The comedian had to proceed with his planned answer - which was "limousine". Not a bad gag at all. Yet I had the bigger laugh. I'm not saying I was the better comedian, I just managed to think of something good at the right moment. And what a moment it was, those four seconds where an entire pub is laughing at something you said.

Later on that night I had managed to say something else that got a fairly good round of laughter2. I hasten to add that I'm not a heckler and I do try to keep my gob shut. However, there is something in the water over in Wellingborough which means the regulars do like to 'contribute', something that continues even today.

After about four or five pints and the entertainment ending, the huge lift I had from my spontaneous shout-outs had grown my ego to the size of a George Osborne deficit. I approached Will Morris, asking if I could "go on stage next week".

He looked stunned for a moment, spluttered and then insisted that it'd be a few months before I could have a spot. "And it can't be here. Not in front of your friends and family."

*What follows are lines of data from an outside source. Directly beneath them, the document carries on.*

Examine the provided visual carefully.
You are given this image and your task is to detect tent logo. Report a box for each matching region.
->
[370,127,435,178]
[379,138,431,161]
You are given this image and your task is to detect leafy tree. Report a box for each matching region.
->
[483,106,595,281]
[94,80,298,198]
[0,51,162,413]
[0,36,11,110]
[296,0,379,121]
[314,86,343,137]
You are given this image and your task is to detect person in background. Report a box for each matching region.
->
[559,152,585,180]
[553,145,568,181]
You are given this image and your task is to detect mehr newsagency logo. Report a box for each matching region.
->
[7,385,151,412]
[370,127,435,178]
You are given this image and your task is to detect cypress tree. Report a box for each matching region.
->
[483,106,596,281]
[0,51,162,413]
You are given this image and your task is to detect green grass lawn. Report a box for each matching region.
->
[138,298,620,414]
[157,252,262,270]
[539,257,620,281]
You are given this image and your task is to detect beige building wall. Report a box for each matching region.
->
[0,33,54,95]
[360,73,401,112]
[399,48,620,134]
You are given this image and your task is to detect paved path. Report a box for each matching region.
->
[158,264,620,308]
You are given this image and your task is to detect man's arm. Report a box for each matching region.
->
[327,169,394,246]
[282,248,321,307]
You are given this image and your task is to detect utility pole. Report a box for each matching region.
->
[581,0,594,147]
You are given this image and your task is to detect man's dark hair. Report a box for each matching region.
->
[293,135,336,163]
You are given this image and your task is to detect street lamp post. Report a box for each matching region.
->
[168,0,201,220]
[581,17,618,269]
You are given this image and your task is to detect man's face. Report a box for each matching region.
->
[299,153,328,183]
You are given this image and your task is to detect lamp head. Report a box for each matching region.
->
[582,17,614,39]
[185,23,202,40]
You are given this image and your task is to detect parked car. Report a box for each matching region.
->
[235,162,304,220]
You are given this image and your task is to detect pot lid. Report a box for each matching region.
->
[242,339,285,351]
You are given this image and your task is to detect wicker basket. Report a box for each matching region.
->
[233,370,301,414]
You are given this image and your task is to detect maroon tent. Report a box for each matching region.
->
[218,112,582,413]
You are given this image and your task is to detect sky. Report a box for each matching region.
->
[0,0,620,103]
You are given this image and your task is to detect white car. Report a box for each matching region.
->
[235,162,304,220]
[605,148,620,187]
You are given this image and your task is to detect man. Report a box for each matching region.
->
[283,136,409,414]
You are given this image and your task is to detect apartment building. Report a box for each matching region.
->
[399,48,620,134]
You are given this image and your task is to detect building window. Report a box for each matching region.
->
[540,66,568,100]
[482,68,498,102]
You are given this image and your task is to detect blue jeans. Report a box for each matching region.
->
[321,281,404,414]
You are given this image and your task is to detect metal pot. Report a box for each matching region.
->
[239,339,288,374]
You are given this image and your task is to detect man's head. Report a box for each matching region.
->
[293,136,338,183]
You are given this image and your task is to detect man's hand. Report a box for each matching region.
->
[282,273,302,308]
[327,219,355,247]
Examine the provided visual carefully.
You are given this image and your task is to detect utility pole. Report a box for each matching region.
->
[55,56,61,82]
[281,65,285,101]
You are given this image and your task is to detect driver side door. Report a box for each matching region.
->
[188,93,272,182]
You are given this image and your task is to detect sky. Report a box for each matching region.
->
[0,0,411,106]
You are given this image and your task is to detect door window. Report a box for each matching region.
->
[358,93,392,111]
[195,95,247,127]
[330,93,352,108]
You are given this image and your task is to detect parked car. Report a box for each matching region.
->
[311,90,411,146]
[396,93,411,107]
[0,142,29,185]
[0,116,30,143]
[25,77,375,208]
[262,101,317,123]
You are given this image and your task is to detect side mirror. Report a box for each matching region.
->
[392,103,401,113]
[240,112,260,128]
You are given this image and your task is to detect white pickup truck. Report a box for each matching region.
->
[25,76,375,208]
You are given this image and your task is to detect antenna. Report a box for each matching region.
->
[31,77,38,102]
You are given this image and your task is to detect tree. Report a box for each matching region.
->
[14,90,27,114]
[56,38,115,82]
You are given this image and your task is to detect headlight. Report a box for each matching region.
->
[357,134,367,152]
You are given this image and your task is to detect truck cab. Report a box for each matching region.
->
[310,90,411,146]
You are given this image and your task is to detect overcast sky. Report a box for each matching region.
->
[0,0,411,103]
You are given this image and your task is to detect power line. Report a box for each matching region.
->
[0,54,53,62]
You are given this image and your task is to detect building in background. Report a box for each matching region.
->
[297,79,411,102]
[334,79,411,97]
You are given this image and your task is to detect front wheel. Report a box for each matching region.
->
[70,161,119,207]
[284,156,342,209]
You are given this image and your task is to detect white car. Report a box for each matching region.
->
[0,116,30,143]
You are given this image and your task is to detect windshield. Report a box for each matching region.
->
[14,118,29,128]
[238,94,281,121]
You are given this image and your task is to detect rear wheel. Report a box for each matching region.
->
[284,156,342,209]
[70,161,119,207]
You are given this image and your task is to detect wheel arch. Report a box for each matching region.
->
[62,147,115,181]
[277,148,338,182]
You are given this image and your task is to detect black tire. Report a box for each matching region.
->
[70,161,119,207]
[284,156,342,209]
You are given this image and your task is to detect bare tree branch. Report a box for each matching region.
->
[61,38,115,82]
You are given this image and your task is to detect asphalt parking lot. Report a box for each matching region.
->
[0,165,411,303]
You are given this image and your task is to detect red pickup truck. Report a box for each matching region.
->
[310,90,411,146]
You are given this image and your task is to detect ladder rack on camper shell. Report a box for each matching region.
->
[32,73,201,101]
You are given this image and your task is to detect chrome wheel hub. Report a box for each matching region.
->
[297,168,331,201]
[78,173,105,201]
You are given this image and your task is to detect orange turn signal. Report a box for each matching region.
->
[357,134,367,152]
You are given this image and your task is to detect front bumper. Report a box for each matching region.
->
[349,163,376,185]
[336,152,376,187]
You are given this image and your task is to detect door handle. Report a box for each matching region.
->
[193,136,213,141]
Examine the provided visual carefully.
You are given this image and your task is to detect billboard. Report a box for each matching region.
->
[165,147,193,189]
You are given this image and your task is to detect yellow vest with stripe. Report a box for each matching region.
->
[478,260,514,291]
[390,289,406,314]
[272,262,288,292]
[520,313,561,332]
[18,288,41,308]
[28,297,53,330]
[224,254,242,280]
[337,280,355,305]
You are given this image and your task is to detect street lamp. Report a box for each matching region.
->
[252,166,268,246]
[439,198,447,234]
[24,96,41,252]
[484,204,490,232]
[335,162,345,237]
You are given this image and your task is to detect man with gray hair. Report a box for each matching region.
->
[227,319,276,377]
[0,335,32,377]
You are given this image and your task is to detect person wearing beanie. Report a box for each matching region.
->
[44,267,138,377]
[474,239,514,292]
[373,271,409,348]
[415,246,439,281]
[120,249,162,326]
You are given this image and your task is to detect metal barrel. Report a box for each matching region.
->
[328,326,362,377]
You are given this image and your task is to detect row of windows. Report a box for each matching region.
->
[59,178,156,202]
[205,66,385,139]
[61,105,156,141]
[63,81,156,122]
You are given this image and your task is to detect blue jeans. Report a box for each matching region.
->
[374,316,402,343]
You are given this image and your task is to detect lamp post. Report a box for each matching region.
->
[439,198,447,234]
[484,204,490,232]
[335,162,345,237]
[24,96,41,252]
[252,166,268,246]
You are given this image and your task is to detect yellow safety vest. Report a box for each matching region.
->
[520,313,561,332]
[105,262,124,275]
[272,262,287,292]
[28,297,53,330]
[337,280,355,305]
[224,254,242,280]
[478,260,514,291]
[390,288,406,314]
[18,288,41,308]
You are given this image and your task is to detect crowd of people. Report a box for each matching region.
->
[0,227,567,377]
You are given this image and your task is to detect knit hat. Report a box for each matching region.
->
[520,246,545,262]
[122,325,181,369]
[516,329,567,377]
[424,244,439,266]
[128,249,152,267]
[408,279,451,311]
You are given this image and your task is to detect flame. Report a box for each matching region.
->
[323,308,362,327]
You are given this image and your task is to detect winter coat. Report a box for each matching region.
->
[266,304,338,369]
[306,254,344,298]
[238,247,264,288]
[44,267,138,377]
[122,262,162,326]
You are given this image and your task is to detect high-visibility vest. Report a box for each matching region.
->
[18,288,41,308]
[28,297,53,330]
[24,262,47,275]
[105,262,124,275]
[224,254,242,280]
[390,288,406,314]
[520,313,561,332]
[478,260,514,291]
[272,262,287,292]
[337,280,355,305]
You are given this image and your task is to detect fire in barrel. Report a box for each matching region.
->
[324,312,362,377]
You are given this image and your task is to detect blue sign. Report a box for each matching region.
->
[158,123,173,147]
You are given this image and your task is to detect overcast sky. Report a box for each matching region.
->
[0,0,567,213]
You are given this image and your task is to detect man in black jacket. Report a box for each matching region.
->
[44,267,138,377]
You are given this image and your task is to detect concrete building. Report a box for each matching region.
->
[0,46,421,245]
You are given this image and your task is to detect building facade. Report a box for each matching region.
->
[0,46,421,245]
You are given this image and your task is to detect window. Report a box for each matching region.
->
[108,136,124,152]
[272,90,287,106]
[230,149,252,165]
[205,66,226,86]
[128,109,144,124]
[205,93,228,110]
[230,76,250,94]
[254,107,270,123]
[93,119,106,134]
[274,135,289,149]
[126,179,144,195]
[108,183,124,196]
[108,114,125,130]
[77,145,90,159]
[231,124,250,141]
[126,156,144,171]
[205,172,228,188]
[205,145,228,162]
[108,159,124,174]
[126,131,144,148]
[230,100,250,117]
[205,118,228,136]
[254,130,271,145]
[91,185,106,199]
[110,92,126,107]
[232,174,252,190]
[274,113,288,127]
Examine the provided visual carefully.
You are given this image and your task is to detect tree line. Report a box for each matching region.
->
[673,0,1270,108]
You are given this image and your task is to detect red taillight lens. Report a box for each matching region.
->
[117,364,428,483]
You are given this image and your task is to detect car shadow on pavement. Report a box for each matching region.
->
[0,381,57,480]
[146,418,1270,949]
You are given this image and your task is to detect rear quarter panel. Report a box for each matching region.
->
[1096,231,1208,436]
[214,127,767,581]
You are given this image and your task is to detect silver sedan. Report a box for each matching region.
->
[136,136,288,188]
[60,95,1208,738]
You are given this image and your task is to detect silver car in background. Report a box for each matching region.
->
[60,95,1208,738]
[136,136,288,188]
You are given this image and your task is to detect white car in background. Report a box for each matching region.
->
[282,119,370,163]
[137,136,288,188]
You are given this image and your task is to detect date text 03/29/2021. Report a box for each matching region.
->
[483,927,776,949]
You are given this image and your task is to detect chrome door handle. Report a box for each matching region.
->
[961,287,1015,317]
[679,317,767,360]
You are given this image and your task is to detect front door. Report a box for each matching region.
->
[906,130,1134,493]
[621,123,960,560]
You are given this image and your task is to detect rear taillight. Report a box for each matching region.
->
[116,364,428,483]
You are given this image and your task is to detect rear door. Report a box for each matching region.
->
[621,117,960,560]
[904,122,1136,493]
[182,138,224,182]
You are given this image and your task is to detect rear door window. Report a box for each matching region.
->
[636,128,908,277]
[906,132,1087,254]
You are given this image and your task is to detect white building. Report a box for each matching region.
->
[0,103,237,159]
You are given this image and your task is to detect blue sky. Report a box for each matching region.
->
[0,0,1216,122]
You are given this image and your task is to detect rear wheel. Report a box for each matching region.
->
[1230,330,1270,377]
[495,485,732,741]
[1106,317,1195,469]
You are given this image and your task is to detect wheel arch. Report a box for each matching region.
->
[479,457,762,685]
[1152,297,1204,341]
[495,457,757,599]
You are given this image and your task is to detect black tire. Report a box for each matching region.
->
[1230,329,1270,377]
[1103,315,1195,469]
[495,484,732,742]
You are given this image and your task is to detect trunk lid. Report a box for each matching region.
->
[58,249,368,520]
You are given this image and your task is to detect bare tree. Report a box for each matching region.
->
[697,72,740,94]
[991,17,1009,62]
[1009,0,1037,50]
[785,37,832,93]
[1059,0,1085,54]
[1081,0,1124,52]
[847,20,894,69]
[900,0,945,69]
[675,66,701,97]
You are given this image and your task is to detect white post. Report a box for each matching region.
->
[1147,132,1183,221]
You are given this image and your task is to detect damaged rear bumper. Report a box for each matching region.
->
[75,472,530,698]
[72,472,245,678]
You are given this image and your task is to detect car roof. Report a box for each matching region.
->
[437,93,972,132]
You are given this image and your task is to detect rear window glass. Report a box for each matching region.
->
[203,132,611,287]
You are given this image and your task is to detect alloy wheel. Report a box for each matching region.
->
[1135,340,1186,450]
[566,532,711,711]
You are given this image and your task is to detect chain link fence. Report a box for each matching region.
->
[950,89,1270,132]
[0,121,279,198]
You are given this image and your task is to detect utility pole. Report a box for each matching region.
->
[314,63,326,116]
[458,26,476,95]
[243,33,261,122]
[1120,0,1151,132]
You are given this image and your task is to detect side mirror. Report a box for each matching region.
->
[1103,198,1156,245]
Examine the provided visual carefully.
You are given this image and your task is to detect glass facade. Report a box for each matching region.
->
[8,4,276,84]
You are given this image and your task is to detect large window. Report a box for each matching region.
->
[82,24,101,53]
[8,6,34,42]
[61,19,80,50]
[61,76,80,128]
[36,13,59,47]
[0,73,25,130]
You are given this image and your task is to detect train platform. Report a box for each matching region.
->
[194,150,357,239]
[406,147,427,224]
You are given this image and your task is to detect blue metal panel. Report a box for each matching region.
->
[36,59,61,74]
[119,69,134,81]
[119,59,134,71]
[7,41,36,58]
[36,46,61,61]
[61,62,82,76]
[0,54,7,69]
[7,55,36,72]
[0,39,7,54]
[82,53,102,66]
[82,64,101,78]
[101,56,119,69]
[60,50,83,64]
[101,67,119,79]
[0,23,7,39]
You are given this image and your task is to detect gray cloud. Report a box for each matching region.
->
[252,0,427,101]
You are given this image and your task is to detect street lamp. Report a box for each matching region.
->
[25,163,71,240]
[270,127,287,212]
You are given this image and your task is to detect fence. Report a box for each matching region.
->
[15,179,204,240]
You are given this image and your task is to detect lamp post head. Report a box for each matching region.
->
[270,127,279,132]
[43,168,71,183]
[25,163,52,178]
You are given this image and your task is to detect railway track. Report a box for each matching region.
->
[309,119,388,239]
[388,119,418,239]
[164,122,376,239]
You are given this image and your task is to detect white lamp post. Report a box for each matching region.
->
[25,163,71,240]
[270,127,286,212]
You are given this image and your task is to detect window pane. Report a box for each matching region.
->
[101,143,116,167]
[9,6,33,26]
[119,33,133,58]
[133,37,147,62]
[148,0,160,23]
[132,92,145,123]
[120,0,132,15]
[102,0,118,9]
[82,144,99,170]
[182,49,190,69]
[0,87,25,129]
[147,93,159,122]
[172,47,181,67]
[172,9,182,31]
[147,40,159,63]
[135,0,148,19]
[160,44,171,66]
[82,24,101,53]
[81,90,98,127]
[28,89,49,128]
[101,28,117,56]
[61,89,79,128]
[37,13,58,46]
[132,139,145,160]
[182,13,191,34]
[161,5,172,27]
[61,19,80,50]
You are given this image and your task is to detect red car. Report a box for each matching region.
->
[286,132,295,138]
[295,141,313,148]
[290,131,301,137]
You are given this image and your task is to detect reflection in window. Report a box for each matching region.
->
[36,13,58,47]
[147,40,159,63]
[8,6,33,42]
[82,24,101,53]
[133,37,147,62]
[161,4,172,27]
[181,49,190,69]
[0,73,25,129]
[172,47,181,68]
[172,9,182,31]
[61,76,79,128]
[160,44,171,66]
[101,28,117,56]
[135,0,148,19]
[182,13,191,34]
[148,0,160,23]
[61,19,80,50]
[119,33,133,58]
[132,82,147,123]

These are very very wise words indeed. However, at the time I was taken aback. I felt I could easily knock up five minutes of comedy and be on stage being the Bill Hicks I imagined I was. Will was already booked up for many of the following nights and in any case, he treated me perfectly. Not that I saw it at the time.

Will insisted that I do his mate's gong night over in Northampton before I could be ready to take the stage at the Horseshoe. I was rather taken aback, but he held the cards. He could green-light me if I did well in a place where I didn't know anyone. I was given a date and had to take it.

The following morning, I woke up, got washed and put on the shirt and trousers for work. On my forty minute trek I realised what happened the night before. I had to come up with five minutes of really funny material in a couple of months' time, or face public humiliation.


1: Very much helped by The Deportees' Rob Matheson's weekly acoustic nights on Wednesdays, plus Trina Breedon bringing loads of punk rock bands over.

2: Don't ask me what it was, I simply can't remember.